Don’t assume by this conversation that Jesus doesn’t care about the stuff.  Or rather that Jesus doesn’t care about our attitude toward the stuff.  He cares deeply.  He cares for our very souls, He cares for our well-being, our satisfaction, our ability and desire to cling to Him above everything else.  Our heart to serve, our compassion, our eyes to see beyond the horizon of our own making.  And He knows that the stuff of this life can get in the way of all of that.  And we get turned upside down and inside out by greed.

Beware of all kinds of greed.  All kinds.  Why in the world would He say it that way?  Probably because He knows how good we are at convincing ourselves that our kind isn’t all that bad.  Isn’t really greed.  It is prudence.  It is right thinking, self preservation, it is being wise as serpents in a difficult world.  He’ll understand that, surely.

He tells this story about a farmer.  A farmer who makes good.  Has a bumper crop.  It presented him with the problem of what to do with it all.  It was more, he had more than he could hold.  So, he has to figure out what to do.  Since there isn’t a storage place in his town, he does the smart thing and creates his own.  Did you know that in Fort Wayne there is a storage facility called “Infinite Storage”?  Wow, infinite.  That’s kind of amazing.

Anyone else telling this story would have made the farmer the hero.  He was blessed, in the theology of the day, blessed by God.  Someone who has that kind of income, that kind of abundance, must be one of God’s very favorite people.  He would have been written up in Forbes Magazine and interviewed by Oprah.  But Jesus seems to have a problem with him.  Doesn’t Jesus like success?  

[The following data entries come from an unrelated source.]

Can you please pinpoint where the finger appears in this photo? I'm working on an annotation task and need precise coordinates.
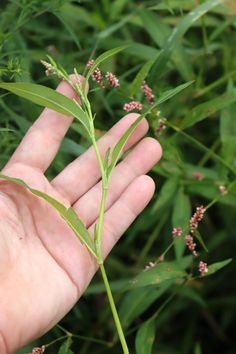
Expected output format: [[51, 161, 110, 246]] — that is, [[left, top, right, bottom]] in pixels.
[[73, 138, 161, 227], [89, 176, 155, 264], [52, 113, 148, 204], [7, 75, 82, 172]]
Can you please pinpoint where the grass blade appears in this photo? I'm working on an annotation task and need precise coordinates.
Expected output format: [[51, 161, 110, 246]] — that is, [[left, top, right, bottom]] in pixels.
[[0, 82, 89, 130], [0, 174, 97, 258]]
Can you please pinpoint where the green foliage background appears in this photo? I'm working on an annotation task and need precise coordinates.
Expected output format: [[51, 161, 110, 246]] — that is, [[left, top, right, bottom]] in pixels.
[[0, 0, 236, 354]]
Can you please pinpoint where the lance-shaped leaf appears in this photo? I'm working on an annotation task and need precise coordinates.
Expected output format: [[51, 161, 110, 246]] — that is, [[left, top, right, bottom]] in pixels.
[[107, 114, 144, 178], [0, 174, 97, 258], [85, 45, 129, 82], [132, 262, 187, 288], [152, 81, 194, 108], [0, 82, 89, 131]]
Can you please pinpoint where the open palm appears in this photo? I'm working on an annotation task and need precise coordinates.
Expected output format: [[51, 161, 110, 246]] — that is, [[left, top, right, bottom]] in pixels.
[[0, 82, 161, 354]]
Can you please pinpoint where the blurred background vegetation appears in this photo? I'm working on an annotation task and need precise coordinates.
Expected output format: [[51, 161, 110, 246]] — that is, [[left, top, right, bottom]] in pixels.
[[0, 0, 236, 354]]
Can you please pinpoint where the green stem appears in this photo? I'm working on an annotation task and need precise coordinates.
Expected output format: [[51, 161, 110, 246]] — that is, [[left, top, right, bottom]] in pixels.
[[100, 264, 129, 354], [95, 181, 108, 265]]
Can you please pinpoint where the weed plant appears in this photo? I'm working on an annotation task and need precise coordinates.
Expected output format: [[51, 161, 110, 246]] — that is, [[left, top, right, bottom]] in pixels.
[[0, 0, 236, 354]]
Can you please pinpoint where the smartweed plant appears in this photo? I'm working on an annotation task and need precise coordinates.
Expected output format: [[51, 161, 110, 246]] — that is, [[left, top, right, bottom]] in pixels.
[[0, 47, 233, 354]]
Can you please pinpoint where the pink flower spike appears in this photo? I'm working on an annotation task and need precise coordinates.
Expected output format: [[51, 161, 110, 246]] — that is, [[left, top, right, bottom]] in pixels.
[[190, 205, 206, 233], [192, 171, 204, 181], [123, 101, 143, 112], [219, 185, 226, 194], [155, 118, 166, 137], [185, 235, 197, 257], [172, 227, 182, 237], [198, 261, 208, 277], [86, 59, 94, 69], [29, 345, 46, 354], [141, 81, 155, 104], [106, 72, 120, 87]]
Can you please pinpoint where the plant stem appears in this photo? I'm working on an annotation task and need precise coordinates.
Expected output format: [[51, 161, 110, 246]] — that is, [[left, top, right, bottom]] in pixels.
[[95, 185, 108, 265], [100, 264, 129, 354]]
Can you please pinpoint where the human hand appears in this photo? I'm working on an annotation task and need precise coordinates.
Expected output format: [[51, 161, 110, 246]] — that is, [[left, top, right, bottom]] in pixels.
[[0, 77, 161, 354]]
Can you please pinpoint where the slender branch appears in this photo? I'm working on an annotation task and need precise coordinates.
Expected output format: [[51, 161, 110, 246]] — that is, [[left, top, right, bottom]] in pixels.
[[100, 264, 129, 354]]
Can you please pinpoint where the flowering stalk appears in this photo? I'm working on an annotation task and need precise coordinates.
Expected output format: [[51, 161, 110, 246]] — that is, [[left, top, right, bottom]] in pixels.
[[42, 58, 129, 354]]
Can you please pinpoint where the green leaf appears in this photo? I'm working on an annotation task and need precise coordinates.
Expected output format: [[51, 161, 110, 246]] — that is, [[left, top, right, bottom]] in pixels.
[[135, 320, 155, 354], [0, 82, 89, 130], [130, 60, 153, 97], [194, 230, 208, 252], [151, 175, 179, 214], [151, 0, 222, 81], [58, 337, 73, 354], [119, 281, 172, 328], [131, 262, 187, 288], [107, 114, 144, 178], [152, 81, 194, 108], [172, 188, 191, 259], [181, 91, 236, 129], [0, 174, 97, 258], [204, 258, 233, 277], [85, 45, 129, 81], [220, 80, 236, 164]]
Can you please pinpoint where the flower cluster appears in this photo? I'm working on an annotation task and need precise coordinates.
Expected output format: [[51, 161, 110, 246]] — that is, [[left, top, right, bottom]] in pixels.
[[106, 71, 120, 88], [41, 60, 62, 78], [192, 171, 204, 181], [86, 59, 120, 89], [155, 117, 166, 137], [172, 205, 208, 277], [123, 101, 143, 112], [219, 185, 226, 194], [29, 345, 45, 354], [172, 227, 182, 237], [190, 205, 206, 233], [198, 261, 208, 277], [185, 235, 197, 257], [145, 262, 156, 270]]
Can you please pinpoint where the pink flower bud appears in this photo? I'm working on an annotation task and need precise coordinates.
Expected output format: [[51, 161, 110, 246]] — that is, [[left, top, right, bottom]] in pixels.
[[198, 261, 208, 277], [123, 101, 143, 112], [172, 227, 182, 237], [106, 72, 120, 87]]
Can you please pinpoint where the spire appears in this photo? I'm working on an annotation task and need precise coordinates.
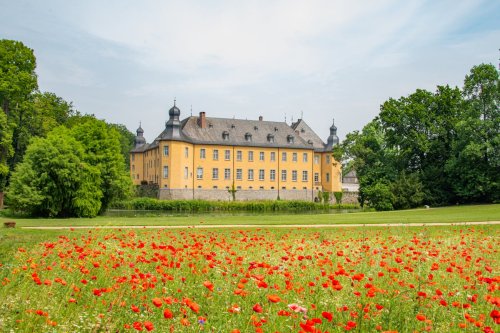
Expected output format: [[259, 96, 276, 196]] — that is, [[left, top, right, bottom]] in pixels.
[[325, 118, 339, 150], [134, 122, 146, 147]]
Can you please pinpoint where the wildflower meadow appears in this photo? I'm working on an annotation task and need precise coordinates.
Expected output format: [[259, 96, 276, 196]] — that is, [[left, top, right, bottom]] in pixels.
[[0, 226, 500, 333]]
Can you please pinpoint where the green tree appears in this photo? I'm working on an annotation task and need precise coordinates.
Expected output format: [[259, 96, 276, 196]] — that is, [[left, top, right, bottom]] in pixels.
[[108, 124, 135, 171], [71, 116, 132, 213], [7, 127, 103, 217]]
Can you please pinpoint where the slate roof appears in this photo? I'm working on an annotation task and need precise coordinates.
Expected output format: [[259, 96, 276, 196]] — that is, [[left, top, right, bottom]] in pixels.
[[132, 116, 332, 152], [291, 119, 325, 151]]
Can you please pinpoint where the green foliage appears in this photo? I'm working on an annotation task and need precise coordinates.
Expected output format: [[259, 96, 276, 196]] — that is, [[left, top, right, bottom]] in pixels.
[[390, 172, 425, 209], [135, 182, 159, 198], [108, 124, 135, 171], [364, 182, 395, 210], [334, 64, 500, 209], [71, 116, 132, 213], [322, 191, 330, 204], [112, 198, 359, 212], [7, 127, 102, 217], [0, 108, 13, 185], [333, 191, 344, 203]]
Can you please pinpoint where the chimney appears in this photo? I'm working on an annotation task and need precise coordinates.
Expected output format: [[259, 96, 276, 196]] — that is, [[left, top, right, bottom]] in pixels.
[[198, 111, 207, 128]]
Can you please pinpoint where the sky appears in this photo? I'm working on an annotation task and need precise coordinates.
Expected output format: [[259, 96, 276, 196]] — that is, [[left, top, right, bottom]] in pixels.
[[0, 0, 500, 142]]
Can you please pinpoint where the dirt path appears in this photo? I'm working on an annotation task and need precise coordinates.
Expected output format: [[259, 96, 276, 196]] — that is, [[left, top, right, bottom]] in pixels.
[[21, 221, 500, 230]]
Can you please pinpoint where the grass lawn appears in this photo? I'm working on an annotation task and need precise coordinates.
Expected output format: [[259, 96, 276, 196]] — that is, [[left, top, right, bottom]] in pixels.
[[0, 224, 500, 333], [0, 204, 500, 227]]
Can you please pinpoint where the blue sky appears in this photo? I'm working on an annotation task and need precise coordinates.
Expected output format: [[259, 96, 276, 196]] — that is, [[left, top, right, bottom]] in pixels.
[[0, 0, 500, 142]]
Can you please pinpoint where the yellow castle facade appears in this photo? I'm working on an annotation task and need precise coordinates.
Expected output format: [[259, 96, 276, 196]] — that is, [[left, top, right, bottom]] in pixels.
[[130, 103, 342, 200]]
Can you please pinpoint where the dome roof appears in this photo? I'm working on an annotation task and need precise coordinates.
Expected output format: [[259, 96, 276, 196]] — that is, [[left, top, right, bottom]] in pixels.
[[168, 103, 181, 117]]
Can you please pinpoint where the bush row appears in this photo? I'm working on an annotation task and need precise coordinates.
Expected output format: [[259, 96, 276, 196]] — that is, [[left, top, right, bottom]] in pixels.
[[111, 198, 359, 212]]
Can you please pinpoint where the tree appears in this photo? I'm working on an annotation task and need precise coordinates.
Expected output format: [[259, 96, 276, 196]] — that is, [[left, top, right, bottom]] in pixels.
[[446, 64, 500, 202], [71, 116, 132, 213], [108, 124, 135, 171], [7, 127, 103, 217], [0, 108, 12, 209]]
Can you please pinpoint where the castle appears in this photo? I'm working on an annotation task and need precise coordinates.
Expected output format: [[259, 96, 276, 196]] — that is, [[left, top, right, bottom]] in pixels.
[[130, 102, 342, 200]]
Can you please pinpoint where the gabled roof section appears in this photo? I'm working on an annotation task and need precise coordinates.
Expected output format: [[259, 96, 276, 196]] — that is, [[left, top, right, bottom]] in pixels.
[[181, 117, 312, 149], [292, 119, 325, 151]]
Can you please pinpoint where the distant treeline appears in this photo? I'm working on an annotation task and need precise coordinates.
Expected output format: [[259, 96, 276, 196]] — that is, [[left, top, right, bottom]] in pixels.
[[334, 64, 500, 210], [111, 198, 360, 212]]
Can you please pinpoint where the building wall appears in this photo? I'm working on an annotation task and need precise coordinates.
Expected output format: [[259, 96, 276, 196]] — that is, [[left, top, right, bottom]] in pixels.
[[131, 141, 341, 200]]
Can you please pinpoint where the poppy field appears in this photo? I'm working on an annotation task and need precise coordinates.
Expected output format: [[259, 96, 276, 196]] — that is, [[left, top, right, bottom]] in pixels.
[[0, 226, 500, 333]]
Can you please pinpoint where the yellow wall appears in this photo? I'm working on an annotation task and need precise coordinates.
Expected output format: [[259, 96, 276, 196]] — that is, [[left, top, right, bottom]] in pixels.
[[131, 141, 341, 192]]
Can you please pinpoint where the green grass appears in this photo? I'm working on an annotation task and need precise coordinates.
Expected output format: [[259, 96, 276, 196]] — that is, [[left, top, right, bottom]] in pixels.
[[0, 224, 500, 333], [0, 204, 500, 227]]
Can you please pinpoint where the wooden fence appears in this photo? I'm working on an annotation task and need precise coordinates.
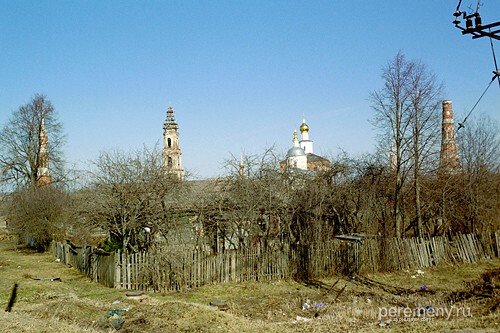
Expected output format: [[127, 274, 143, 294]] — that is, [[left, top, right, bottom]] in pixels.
[[51, 231, 500, 291]]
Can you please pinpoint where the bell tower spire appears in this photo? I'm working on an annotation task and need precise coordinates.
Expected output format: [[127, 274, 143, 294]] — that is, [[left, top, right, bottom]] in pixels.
[[163, 106, 184, 180]]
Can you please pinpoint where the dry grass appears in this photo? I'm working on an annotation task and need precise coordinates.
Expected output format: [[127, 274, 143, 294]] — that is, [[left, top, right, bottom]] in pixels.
[[0, 230, 500, 333]]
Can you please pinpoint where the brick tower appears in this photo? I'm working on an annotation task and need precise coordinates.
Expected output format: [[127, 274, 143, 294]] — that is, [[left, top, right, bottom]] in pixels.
[[439, 100, 460, 172], [36, 118, 52, 186]]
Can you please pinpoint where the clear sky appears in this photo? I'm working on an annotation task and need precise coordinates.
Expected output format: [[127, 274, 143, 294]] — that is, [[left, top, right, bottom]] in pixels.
[[0, 0, 500, 178]]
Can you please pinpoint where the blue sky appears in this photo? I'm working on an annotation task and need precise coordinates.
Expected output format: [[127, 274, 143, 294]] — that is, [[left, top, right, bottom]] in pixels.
[[0, 0, 500, 178]]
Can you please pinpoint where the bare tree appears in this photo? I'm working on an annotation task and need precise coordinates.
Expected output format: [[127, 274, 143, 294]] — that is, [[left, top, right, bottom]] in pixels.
[[407, 59, 442, 237], [76, 148, 183, 250], [454, 116, 500, 232], [370, 52, 441, 237], [7, 186, 70, 251], [0, 94, 64, 189]]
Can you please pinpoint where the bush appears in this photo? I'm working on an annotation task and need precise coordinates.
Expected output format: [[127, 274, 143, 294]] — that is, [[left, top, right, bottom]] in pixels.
[[7, 186, 69, 251]]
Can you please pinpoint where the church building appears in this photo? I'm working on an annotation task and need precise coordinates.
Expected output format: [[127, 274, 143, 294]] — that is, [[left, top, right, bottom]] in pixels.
[[280, 118, 330, 172], [163, 106, 184, 180]]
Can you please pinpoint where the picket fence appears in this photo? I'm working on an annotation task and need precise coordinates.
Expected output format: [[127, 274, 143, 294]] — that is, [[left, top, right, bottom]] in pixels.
[[51, 231, 500, 292]]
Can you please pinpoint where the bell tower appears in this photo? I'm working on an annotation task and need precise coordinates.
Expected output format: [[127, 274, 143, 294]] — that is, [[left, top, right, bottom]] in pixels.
[[163, 106, 184, 180]]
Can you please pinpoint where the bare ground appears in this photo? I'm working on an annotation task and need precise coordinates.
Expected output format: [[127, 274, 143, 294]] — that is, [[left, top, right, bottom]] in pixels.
[[0, 230, 500, 333]]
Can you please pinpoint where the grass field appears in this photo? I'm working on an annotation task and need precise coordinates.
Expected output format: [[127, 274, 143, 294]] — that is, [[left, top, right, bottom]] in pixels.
[[0, 230, 500, 333]]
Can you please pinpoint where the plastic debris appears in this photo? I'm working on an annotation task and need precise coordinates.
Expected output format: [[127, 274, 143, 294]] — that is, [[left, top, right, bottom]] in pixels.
[[99, 309, 125, 330], [294, 316, 312, 323]]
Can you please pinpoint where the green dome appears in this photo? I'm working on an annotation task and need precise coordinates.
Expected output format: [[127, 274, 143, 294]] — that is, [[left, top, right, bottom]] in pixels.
[[300, 120, 309, 133]]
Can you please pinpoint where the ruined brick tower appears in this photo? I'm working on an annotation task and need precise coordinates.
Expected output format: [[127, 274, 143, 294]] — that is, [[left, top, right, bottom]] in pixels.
[[163, 106, 184, 179], [439, 100, 460, 172], [36, 118, 52, 186]]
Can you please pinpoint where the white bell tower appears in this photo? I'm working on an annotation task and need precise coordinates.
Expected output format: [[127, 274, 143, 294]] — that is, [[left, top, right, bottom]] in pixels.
[[163, 106, 184, 180]]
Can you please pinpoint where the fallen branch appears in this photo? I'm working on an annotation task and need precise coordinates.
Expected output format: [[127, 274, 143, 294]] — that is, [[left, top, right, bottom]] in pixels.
[[5, 283, 17, 312]]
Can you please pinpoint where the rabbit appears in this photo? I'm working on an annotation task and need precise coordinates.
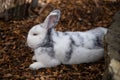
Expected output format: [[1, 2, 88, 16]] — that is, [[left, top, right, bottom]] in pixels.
[[27, 9, 107, 70]]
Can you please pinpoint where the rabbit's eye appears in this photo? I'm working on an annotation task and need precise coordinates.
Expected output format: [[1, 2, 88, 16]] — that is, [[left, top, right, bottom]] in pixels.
[[33, 33, 38, 36]]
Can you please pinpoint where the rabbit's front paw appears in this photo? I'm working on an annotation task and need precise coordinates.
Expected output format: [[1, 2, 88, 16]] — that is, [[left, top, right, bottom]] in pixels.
[[29, 62, 45, 70]]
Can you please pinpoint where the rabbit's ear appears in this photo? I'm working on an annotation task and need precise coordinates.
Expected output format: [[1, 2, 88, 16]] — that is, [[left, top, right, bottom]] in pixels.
[[44, 10, 60, 29]]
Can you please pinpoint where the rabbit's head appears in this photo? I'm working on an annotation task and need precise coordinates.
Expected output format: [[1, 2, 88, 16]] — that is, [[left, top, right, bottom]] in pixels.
[[27, 10, 60, 49]]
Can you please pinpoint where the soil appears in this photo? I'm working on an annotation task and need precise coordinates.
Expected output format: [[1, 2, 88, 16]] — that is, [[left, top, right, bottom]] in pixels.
[[0, 0, 120, 80]]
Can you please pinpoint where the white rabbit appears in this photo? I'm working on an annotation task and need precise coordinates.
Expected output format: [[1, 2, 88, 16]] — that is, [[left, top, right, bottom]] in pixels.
[[27, 10, 107, 69]]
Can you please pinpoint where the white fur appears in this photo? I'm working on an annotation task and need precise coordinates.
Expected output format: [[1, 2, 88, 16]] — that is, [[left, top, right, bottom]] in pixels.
[[27, 10, 107, 69]]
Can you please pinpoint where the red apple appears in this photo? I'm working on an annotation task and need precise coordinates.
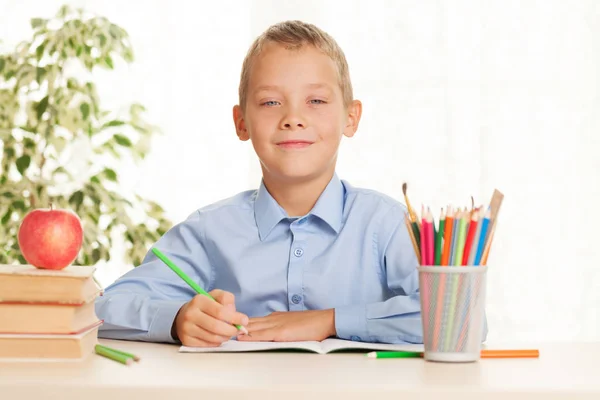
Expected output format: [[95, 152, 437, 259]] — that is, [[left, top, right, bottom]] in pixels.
[[19, 208, 83, 269]]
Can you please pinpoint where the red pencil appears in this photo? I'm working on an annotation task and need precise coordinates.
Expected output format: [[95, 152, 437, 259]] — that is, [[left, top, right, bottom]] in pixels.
[[424, 208, 435, 265], [441, 206, 454, 265], [462, 212, 479, 265], [420, 206, 430, 265]]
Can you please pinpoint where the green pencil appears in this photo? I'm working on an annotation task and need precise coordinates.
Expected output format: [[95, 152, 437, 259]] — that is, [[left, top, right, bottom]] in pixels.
[[454, 212, 470, 266], [94, 344, 133, 365], [367, 351, 423, 358], [96, 344, 140, 361], [435, 208, 446, 265], [152, 247, 248, 335]]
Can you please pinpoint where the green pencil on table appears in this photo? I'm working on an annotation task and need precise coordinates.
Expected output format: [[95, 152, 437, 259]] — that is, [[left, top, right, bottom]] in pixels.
[[152, 247, 248, 335], [94, 344, 140, 365]]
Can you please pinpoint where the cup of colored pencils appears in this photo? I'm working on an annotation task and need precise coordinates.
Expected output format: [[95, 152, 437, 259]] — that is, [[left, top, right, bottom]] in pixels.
[[403, 186, 503, 362]]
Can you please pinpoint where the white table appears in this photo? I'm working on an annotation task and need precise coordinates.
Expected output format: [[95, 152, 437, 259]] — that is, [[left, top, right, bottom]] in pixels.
[[0, 340, 600, 400]]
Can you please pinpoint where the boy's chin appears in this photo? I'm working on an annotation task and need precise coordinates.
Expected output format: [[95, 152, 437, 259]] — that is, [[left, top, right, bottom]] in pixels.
[[263, 168, 331, 183]]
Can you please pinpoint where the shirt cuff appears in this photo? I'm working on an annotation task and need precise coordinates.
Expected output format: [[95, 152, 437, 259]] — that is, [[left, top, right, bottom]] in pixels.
[[148, 300, 186, 343], [335, 304, 369, 342]]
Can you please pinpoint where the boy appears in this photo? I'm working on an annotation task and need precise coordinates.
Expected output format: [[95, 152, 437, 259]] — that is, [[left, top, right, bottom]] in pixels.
[[96, 21, 422, 346]]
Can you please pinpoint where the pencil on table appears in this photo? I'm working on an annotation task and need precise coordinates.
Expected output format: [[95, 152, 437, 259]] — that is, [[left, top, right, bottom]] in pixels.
[[96, 344, 140, 361], [94, 345, 133, 365]]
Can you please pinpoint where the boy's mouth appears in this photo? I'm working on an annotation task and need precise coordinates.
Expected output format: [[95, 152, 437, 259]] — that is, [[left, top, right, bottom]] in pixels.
[[277, 140, 313, 149]]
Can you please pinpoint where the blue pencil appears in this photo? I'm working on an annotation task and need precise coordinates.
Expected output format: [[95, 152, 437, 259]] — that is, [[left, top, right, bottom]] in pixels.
[[448, 211, 461, 265], [475, 208, 490, 265]]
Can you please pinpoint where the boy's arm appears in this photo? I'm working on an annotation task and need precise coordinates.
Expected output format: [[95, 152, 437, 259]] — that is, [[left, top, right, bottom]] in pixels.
[[95, 212, 212, 342], [335, 207, 423, 343]]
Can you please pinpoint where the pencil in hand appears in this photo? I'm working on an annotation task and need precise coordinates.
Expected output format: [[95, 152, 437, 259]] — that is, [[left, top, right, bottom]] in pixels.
[[152, 247, 248, 335]]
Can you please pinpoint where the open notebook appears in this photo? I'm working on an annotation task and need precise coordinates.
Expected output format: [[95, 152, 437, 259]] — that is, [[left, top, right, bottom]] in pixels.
[[179, 339, 423, 354]]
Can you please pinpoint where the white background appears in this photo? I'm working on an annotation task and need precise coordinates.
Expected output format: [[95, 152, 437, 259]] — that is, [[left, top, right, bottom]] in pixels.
[[0, 0, 600, 341]]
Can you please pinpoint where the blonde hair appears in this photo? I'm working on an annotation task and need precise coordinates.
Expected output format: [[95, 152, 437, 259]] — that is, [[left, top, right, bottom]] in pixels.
[[239, 21, 353, 109]]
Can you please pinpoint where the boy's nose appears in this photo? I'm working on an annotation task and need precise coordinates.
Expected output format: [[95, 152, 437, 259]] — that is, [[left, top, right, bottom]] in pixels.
[[283, 122, 304, 129], [281, 112, 306, 130]]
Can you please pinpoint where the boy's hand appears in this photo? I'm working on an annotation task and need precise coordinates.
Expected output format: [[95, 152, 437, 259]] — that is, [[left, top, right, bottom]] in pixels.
[[171, 289, 248, 347], [238, 309, 336, 342]]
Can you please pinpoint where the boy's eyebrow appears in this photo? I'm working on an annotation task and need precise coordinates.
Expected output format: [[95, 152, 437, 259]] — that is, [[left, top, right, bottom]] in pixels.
[[254, 83, 331, 93]]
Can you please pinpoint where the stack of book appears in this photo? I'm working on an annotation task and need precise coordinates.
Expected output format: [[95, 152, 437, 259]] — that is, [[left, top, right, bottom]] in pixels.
[[0, 265, 102, 360]]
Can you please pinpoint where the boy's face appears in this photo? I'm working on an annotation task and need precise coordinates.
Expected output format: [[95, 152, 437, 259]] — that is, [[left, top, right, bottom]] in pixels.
[[233, 43, 362, 183]]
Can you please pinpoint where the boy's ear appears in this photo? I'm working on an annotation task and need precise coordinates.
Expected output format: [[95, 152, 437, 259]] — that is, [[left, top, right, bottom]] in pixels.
[[344, 100, 362, 137], [233, 106, 250, 142]]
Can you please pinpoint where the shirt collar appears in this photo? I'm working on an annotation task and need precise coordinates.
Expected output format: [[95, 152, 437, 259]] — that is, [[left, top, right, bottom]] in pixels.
[[254, 173, 345, 240]]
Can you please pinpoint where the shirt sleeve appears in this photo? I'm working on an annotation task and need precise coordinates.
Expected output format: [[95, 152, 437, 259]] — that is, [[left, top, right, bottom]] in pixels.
[[335, 206, 488, 343], [95, 212, 213, 343], [335, 206, 423, 343]]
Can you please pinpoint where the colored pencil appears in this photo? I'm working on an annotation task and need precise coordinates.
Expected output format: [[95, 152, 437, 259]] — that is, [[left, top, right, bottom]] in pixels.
[[481, 224, 496, 265], [94, 345, 133, 365], [467, 207, 485, 265], [462, 210, 479, 265], [473, 209, 490, 265], [96, 344, 140, 361], [420, 206, 430, 265], [152, 247, 248, 335], [448, 209, 462, 265], [454, 212, 469, 265], [435, 208, 446, 265], [367, 349, 540, 358], [404, 215, 421, 264], [425, 208, 435, 265], [441, 206, 454, 265]]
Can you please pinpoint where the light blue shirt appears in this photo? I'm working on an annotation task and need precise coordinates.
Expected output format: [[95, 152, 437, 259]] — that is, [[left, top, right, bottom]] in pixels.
[[96, 175, 422, 343]]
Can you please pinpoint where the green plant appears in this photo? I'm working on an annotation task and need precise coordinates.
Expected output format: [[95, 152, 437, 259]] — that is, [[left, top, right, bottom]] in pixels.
[[0, 6, 171, 265]]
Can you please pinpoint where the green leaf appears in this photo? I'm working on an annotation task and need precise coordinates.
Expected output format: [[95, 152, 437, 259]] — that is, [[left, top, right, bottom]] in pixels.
[[104, 56, 115, 69], [35, 42, 46, 61], [35, 96, 48, 120], [31, 18, 46, 29], [92, 249, 100, 264], [103, 168, 117, 182], [113, 133, 133, 147], [69, 190, 83, 209], [17, 155, 31, 175], [4, 147, 15, 160], [79, 103, 90, 121], [13, 200, 25, 211], [52, 166, 71, 177], [0, 208, 13, 225], [35, 67, 46, 84], [23, 138, 35, 150], [102, 119, 125, 129]]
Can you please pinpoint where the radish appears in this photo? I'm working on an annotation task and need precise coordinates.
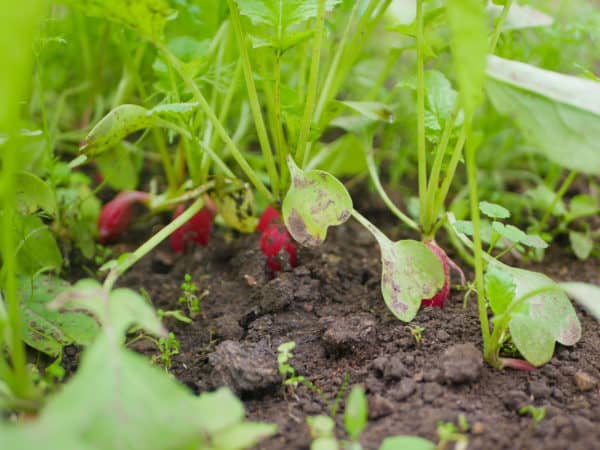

Where does the story turn, for Jesus?  Is it at the beginning?  “The land of a rich man produced abundantly”?  Some say yes, that’s the problem.  To be rich is by definition to make someone else poor.  Wealth is a zero sum game, winners and losers.  This guy was a winner, others were losers.  Too bad for them.  That’s the problem, the game is rigged.  Well, maybe.  But I don’t think that’s where the problem rises.  I think it is later.  After a dizzying succession of personal pronouns.  This is a self-centered rich farmer.  Me, my, mine, he said too many times in this little story.  And the only one who benefits is himself.  You fool, says God.  What makes you think you are immortal?  What makes you think it’s all about you?  Now that you’re gone, who will get the stuff?  

We’re about to begin the sorting out phase of mourning and caring for parents.  Lots of stuff to go through, and that will be a question we’ll have to ask.  Who wants this?  All this stuff, old and new, useful and not, whose will it be? It makes me tired just thinking about it.  There is an odd little translation problem in this passage.  In verse 20 when God is revealing the foolishness of the rich man, there is a phrase we’ve translated as “your life is being demanded of you.”  A passive tense.  But the verb is actually a plural active tense.  They are demanding your life from you.  “They”?  The stuff.  That’s what I think.  The stuff eats your life away.  Drains you.  Occupies your thinking, makes you worry.  That’s why Jesus keeps warning us about stuff.  It kills us.  We think it gives us life, but it doesn’t.  Only He can do that.  “I have come that you might have life, and have it abundantly.  And the stuff?  Whose will it be?